于 2014/1/16 20:17, Stefano Stabellini
写道:
. For a PV-on-HVM guest OS, the "shared_info->vcpu_info->vcpu_time_info"
> is already visiable. Does guest OS still need any action to ask
> hypervisor to update this piece of memory periodically?
I don't think you need to ask the hypervisor to update vcpu_time_info
periodically, what gave you that idea?
Hi Stefano,
Now, I see it's the hypervisor that will update vcpu_time_info, but
another thing confuse me:
HVM guest has time drift issue because TSC on different vCPU could
be out-of-sync, especially after domain suspend/resume.
But how pvclock actually fix this issue? Let's see how FreeBSD port
calculate the system time:
==================
static uint64_t
get_nsec_offset(struct vcpu_time_info *tinfo)
{
return (scale_delta(rdtsc() -
tinfo->tsc_timestamp,
tinfo->tsc_to_system_mul, tinfo->tsc_shift));
}
/**
* \brief Get the current time, in nanoseconds, since the hypervisor
booted.
*
* \note This function returns the current CPU's idea of this value,
unless
* it happens to be less than another CPU's previously
determined value.
*/
static uint64_t
xen_fetch_vcpu_time(void)
{
struct vcpu_time_info dst;
struct vcpu_time_info *src;
uint32_t pre_version;
uint64_t now;
volatile uint64_t last;
struct vcpu_info *vcpu = DPCPU_GET(vcpu_info);
src = "">
critical_enter();
do {
pre_version = xen_fetch_vcpu_tinfo(&dst, src);
barrier();
now = dst.system_time + get_nsec_offset(&dst);
barrier();
} while (pre_version != src->version);
/*
* Enforce a monotonically increasing clock time across all
* VCPUs.
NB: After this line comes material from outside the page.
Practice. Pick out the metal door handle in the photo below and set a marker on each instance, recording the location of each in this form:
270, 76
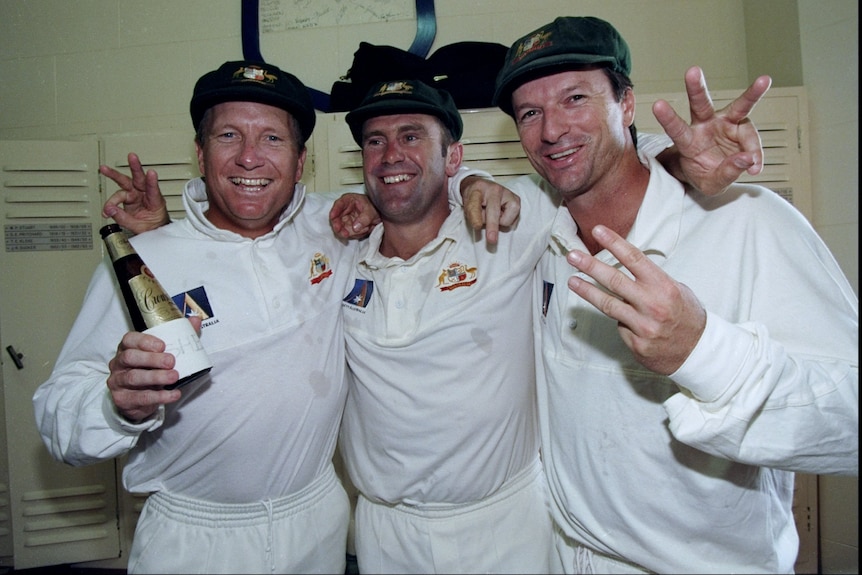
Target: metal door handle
16, 357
If our time is too old, use the last time and return.
* Otherwise, try to update the last time.
*/
do {
last = last_time;
if (last > now) {
now = last;
break;
}
} while (!atomic_cmpset_64(&last_time, last, now));
critical_exit();
return (now);
}
==================================
I guest linux guest will do the same thing, rdtsc() fetch current
timestamp from current running vCPU, TSC out-of-sync issue is still
there.
It seems to me pvclock finally fix the time drift issue just because
the workaround enforced as above, right?